Related
I have data like this:
df<-structure(list(levels_incised___1 = c(0, 0, 0, 0, 0, 0), levels_incised___2 = c(1,
0, 0, 0, 0, 0), levels_incised___3 = c(1, 0, 0, 0, 0, 0), levels_incised___4 = c(1,
0, 0, 0, 0, 0), levels_incised___5 = c(1, 0, 0, 0, 0, 0), levels_incised___6 = c(1,
0, 0, 0, 0, 0), levels_incised___7 = c(1, 0, 0, 0, 0, 0), levels_incised___8 = c(1,
1, 1, 0, 0, 0), levels_incised___9 = c(1, 1, 1, 0, 0, 0), levels_incised___10 = c(1,
1, 1, 0, 0, 0), levels_incised___11 = c(0, 1, 0, 0, 0, 0), levels_incised___12 = c(0,
1, 0, 0, 0, 0), levels_incised___13 = c(0, 1, 0, 0, 0, 0), levels_incised___14 = c(0,
1, 0, 0, 0, 0), levels_incised___15 = c(0, 1, 0, 0, 0, 0), levels_incised___16 = c(0,
0, 0, 0, 0, 0), levels_incised___17 = c(0, 0, 0, 0, 0, 0), levels_incised___18 = c(0,
0, 0, 0, 0, 0), levels_incised___19 = c(0, 0, 0, 0, 0, 0), levels_incised___20 = c(0,
0, 0, 0, 0, 0), levels_incised___21 = c(0, 0, 0, 0, 0, 0), levels_incised___22 = c(0,
0, 0, 0, 1, 0), levels_incised___23 = c(0, 0, 0, 0, 1, 1), levels_incised___24 = c(0,
0, 0, 0, 1, 1), levels_incised___25 = c(0, 0, 0, 0, 1, 1), levels_incised___26 = c(0,
0, 0, 0, 1, 1), levels_incised___27 = c(0, 0, 0, 1, 1, 1), levels_incised___28 = c(0,
0, 0, 1, 1, 1), levels_incised___29 = c(0, 0, 0, 1, 1, 0), levels_incised___30 = c(0,
0, 0, 1, 1, 0), levels_incised___31 = c(0, 0, 0, 0, 0, 0)), row.names = c(NA,
-6L), class = c("tbl_df", "tbl", "data.frame"))

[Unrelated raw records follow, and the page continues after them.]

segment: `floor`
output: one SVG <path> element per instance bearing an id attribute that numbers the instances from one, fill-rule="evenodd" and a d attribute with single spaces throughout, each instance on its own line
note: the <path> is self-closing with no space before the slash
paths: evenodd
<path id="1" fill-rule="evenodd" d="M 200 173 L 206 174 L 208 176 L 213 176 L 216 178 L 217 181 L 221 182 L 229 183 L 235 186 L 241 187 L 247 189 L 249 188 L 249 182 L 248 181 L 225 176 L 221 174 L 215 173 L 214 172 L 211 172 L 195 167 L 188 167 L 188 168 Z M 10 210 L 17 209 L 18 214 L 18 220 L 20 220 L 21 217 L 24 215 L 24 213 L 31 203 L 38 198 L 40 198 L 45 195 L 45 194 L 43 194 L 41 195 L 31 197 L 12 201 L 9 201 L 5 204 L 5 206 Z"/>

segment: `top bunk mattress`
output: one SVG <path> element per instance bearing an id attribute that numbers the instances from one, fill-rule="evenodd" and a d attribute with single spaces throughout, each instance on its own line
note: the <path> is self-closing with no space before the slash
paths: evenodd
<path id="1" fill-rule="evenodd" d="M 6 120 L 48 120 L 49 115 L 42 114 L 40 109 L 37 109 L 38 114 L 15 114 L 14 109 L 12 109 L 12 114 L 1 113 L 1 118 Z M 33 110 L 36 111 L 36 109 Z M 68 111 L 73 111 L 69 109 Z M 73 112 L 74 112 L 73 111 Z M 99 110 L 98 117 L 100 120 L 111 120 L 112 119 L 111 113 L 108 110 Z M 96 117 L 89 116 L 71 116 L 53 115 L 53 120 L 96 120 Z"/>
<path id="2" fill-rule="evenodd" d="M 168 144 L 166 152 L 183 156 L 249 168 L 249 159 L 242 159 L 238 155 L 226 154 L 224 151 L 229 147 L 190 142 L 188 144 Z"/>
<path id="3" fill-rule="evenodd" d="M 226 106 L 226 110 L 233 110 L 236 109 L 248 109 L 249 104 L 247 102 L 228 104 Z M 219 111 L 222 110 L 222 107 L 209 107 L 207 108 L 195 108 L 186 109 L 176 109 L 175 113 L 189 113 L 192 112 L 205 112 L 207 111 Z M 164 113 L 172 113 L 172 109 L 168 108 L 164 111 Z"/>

That originally came from this Redcap input where each button was one of those columns:
And I need to create a column at the end (lets call it Level) with these possible inputs:
Cervical (any of the c buttons)
Thoracic (the t's)
Lumbar (the L's)
Sacral (sacral)
Thoracocervical (t's or c's)
Thoracolumbar (t's or l's)
Lumbosacral (l's and sacral)
So for instance, the patient in the first row had "1"'s in levels_incised_2 through levels_incised_10... meaning they had values in both the cervical range and the thoracic range. So that patient should get "Thoracocervical".
The patient in row 2 had 1's in 8 through 15, so they'd only get a "thoracic"
Does anyone know the most straight forward way to accomplish this?
Oh one last detail, there's 100+ other columns so it'd be nice if I could select/name these specific ones to count
A few things to resolve here:
find a way to convert levels...# to one of the C/T/... categories;
produce logic to infer based on presence of groups.
I think the first can be done by extracting the number and using findInterval to determine with of C/T/... each column belongs to. From there, we can do some simple c_across to find "any" in a group, and case_when to get your Level labels.
library(dplyr)
# helper function for renaming
func <- function(z) {
num <- as.integer(gsub("\\D", "", z))
grp <- c("C","T","L","S","Co","unclear")[findInterval(num, 1+c(0, 7, 19, 24, 29, 30, 31))]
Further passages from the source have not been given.